I think recently, the general public is thinking about their cars or transportation differently and it’s coming up in everyday conversation more often. It seems like people aren’t just thinking about their safety features or what they like to drive. I’m hearing more conversations about anything from the rapidly changing technology and how changes on the horizon might (or might not) fit their life to safety concerns for all road users, not just drivers. It’s an exciting time because it might mean a greater focus on traffic safety and safer roads.

What advice would you give to someone interested in this field?

Reach out and talk to folks who publish and carry out research in the field. You never know where a conversation will go – just chatting with people can turn into collaborations, funding opportunities, etc. AAAM members are very welcoming and supportive. This group wants to grow the field. Also, patience and perseverance.

What’s one thing – either field-related or not – you learned in the last month?

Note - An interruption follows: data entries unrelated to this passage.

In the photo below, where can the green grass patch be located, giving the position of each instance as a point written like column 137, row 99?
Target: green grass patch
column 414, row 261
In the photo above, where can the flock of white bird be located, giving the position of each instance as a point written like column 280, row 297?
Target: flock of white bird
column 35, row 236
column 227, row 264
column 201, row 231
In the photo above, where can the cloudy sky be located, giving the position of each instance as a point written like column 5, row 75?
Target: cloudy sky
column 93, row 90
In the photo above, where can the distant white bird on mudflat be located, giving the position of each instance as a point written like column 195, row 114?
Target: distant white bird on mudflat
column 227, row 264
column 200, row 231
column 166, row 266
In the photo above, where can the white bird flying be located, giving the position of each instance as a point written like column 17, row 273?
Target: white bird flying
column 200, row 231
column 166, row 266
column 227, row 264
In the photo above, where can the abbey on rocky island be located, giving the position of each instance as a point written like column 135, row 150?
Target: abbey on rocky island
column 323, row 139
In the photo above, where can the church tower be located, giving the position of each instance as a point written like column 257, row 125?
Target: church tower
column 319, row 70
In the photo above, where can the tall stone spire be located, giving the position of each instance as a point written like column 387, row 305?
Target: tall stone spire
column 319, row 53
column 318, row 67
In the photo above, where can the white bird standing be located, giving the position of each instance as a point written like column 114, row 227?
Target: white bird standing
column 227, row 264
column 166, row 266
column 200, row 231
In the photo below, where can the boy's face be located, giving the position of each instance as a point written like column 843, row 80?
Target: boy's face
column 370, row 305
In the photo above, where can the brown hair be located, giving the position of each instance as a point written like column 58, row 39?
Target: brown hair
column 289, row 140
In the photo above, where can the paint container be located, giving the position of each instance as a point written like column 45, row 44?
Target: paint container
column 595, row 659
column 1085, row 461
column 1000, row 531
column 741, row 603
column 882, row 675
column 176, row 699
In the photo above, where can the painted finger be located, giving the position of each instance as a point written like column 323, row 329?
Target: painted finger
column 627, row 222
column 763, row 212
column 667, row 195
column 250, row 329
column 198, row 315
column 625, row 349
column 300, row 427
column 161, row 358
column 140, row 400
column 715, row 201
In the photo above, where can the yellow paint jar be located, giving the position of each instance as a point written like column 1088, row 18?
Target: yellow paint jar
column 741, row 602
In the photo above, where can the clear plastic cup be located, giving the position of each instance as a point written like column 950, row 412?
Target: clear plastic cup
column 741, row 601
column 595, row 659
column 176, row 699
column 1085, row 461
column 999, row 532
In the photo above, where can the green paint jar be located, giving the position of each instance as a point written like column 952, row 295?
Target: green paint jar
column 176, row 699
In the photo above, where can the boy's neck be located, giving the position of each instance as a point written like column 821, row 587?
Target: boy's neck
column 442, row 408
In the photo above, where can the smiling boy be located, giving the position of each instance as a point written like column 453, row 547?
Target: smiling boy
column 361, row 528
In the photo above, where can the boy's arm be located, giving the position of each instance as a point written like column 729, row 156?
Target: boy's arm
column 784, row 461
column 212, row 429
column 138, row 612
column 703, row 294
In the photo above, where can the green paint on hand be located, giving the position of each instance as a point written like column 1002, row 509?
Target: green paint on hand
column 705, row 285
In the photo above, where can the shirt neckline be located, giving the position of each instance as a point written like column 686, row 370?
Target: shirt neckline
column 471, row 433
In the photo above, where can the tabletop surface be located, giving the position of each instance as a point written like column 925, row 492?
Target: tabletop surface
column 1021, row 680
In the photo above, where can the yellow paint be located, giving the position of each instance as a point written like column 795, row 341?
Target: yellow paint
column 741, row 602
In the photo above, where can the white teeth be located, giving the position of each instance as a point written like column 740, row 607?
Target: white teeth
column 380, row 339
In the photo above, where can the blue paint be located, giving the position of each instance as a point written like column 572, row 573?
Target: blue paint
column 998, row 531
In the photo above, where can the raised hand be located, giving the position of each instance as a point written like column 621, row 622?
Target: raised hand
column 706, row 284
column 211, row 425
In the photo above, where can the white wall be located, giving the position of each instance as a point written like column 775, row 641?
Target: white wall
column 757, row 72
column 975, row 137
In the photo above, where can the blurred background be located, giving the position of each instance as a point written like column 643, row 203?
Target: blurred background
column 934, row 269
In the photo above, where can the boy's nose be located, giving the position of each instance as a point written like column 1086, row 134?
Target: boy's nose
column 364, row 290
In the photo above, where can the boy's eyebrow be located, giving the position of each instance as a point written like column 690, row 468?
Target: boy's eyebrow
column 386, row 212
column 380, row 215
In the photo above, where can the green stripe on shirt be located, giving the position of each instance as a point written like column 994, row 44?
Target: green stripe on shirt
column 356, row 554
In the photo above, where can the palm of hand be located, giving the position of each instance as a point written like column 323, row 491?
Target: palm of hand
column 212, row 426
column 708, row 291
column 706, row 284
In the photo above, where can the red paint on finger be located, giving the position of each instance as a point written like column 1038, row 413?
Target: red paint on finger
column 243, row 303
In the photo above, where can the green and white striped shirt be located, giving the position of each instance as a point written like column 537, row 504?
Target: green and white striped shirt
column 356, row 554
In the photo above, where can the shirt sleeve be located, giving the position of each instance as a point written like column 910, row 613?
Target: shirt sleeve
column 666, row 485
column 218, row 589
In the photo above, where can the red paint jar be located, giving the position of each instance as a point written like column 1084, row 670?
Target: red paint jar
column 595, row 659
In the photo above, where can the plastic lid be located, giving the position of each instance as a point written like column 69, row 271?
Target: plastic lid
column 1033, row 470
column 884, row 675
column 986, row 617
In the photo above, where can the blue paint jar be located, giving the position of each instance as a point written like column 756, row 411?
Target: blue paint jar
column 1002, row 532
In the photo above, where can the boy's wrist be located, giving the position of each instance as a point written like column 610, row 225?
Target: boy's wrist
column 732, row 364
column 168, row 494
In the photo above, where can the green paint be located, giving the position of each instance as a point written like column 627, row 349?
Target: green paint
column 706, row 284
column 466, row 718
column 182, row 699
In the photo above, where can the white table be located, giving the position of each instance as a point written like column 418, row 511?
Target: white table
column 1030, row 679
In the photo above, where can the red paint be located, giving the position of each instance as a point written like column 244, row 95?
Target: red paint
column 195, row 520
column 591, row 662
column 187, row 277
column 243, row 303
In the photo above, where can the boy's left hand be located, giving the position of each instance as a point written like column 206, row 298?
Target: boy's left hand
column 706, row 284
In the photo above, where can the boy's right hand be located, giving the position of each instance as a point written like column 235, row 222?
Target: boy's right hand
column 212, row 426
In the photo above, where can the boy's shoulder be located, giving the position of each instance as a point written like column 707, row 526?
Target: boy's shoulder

That a woman had a pet hermit crab for 45 ½ years; he was thought to be 50-60 years old! His name was Jonathon Livingston Crab.

Is there anything else you would like to share with your colleagues?

Get involved! Join a committee (or two!), be active, and say “yes” to opportunities. Being a Scientific Programming and Membership Committee member has been really rewarding. I think sometimes it can be intimidating to take on more responsibility, or maybe you don’t feel like you are “ready,” but contributing to AAAM is completely worth it. Getting involved gives you a seat at the table, a better perspective and buy-in on the organization, and real insight into how innovative and diverse the work our colleagues are doing really is!